Counsel for the plaintiff said that he intended on asking the question again. Before he could even do so, Ms. Finke chimed in, "I feel I was speculating, I don't feel I was -- I don't feel what I said was correct." She then volunteered, "I was speculating"... "I mean, I don't have any hard evidence." She then repeated that same line. (Ex. A at 32). When asked again for the name of the person to whom she had referred in her earlier answers, she said "I don't have any hard evidence, and I misspoke." She conceded that she had "a few brokers in mind," but she had "speculated. I saw no hard evidence of anything."

When asked again for the name, she refused, taking her cue from Mr. O'Connor's argument that the question called for speculation: she said she would not answer, "because I was speculating. I absolutely saw no --" Before she could continue, Mr. O'Connor instructed her not to say anything else. Counsel for the plaintiff asked that O'Connor not cut off the witness while she was testifying.

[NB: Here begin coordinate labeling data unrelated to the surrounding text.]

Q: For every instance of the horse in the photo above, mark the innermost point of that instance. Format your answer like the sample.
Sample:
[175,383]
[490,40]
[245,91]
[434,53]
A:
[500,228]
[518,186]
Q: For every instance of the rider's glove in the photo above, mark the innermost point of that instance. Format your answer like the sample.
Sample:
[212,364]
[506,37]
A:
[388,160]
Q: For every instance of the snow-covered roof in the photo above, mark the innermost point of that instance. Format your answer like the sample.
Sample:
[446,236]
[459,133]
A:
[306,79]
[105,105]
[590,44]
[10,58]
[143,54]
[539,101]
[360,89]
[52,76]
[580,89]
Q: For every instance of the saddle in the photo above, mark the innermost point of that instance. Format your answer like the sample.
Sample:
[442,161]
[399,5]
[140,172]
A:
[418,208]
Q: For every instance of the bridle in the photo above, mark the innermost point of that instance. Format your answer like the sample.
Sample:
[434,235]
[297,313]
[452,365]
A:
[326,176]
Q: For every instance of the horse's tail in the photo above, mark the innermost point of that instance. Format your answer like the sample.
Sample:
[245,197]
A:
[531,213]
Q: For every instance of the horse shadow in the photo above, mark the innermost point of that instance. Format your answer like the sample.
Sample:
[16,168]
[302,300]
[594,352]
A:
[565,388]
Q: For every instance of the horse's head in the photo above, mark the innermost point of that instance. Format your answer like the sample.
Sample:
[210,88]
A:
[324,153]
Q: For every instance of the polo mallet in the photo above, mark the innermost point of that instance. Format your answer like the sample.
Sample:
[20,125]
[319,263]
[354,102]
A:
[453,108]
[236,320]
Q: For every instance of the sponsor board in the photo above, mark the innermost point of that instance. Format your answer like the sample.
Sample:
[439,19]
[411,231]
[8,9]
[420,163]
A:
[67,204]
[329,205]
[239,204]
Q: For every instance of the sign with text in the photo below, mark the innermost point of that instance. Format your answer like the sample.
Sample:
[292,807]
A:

Ms. Finke conceded that it certainly looked "kind of odd" for the sudden switch in her testimony coming as it did on the heels of her conference with Mr. O'Connor. But denied that it was because of instructions from O'Connor. Stymied, counsel for the plaintiff was forced to move on. When attempts to resolve the impasse with Mr. O'Connor were unavailing, the plaintiff filed the instant motion to compel.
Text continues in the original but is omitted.